Cette exposition se déroulant jusqu’au 30 octobre 2022 à Liège nous démontre tout le savoir-faire des anciens maîtres-artisans et permet l’accès aux différentes expositions du musée.

Étain et savoir-faire

« Numéro atomique 40, couleur argentée, grande malléabilité une fois fondu »
telles sont les caractéristiques de ce beau métal telles que citées sur Wikipédia. Le
célèbre moteur de recherche est sûrement l’une des premières tentatives effectuées
par les internautes pour s’informer sur un métal dont le nom résonne sans aucune
familiarité parmi ceux de notre quotidien.

Étrangeté et prix ; telles sont les raisons qui m’ont poussé à me rendre à cette
exposition. Parlons tout d’abord d’étrangeté ; que contient cet héritage passionné ?

Objets exposés en salle – ©Grand Curtius – Ville de Liège

La donation Lemaire, due à l’éponyme collectionneur qui fit don de ses biens au Grand Curtius le 15 novembre 2018, rassemble des accessoires en étain principalement issus du 18 e siècle, époque profuse en objets de luxe et matériaux scintillants. Pour couper court à la parenthèse histoire, il nous est bien démontré ici combien notre vieille Europe s’est faite prolifique en matière d’artisanat de luxe ; clystères (ancêtre de la la seringue rectale), pichets, cafetières, verres et autres objets communs réalisés avec soin, luisent de tout le talent de leurs créateurs, sur les présentoirs vitrés de la célèbre maison rouge.

Difficile de croire, mais amusant de constater que certains se faisaient faire des lavements à grand renfort d’accessoires en étain luisant, caricature des goûts de luxe et du savoir-faire élitiste auquel Liège à largement contribué.

Savoir-faire et public privilégié : parlons maintenant du prix. L’expo brille-t-elle de par son contenu ou les questions qu’il soulève ?

« Luxe », « riches », « élitiste », « 18 e», voilà une petite série de mots à laquelle « étain » s’intègre sans peine. Comme pour prolonger ce propos, l’expo de ces merveilles luisantes recense des dates auxquelles correspondent celles des plus beaux produits de l’énorme collection d’armes du musée ; 16 e siècle et 18 e siècle.

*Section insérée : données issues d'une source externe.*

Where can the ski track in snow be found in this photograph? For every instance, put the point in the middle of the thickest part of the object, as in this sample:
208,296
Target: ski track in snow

On parle, entre autres, de carabines à rouet, fusils de chasse, tromblons et autres revolvers réalisés en masse ou pour des particuliers même avant l’expansion économique de la ville.

Ici aussi, les matériaux de luxe abondent ; or, argent, étain, ébène, cerisier, nickel….Surprenant étalage de richesse et de savoir-faire voué à la mort en poudre et au « sport » de la chasse.

Pour citer Mr. Loïc Servais, conservateur du musée ; « Si l’on passe outre l’aspect ô combien primaire de leur rôle, leur étude mène directement à la découverte de prouesses tant artistiques que technologiques. Les armes offrent également à l’historien et au citoyen averti une forme d’instantané d’une société à un moment donné, laissant entrevoir ses forces, ses faiblesses et dans une certaine mesure, ses valeurs.».

Soupière. Atelier de Nicolas Dechamps. Début du 19e s – ©Grand Curtius – Ville de Liège

Cette petite digression lève le voile sur le don de Mr. Lemaire ; il s’agit aussi d’un moyen pour attirer le curieux vers les entrailles du musée, ses trésors et les messages qu’ils renferment. L’observateur remarquera qu’un chemin a été préétabli à l’intérieur du Curtius. Préhistoire, Antiquité, Moyen-âge, 17 e siècle, révolution industrielle, guerres mondiales : toutes les époques-phares de l’histoire de notre savoir-faire humain sont présentes dans les différentes expos permanentes.

À titre personnel, cette suite d’expos m’a appris beaucoup sur l’implication passée de
cette grande ville qu’est Liège dans le monde de l’ingénierie et de l’artisanat d’art.
Un héritage puissant dont bénéficient désormais les étudiants de l’enseignement
technique supérieur de la plus grande ville sur la Meuse.

Objets exposés en salle – ©Grand Curtius – Ville de Liège

Le Curtius nous expose donc une savoureuse tranche d’histoire oscillant entre objets du quotidien et héritage culturel. Cette exposition d’objets clinquants remet sur la table un vieux refrain chanté entre anciennes et nouvelles générations : que nous léguez-vous, et qu’en faisons-nous ? Honorerons-nous votre savoir-faire pour sa valeur mercantile, ou pour le legs qu’il représente ? Choisissons-nous de laisser vos restes croupir ou nous servons-nous d’eux pour créer du neuf ?

Autant de problématiques auxquelles les artisans, ingénieurs et artistes modernes se devront de répondre.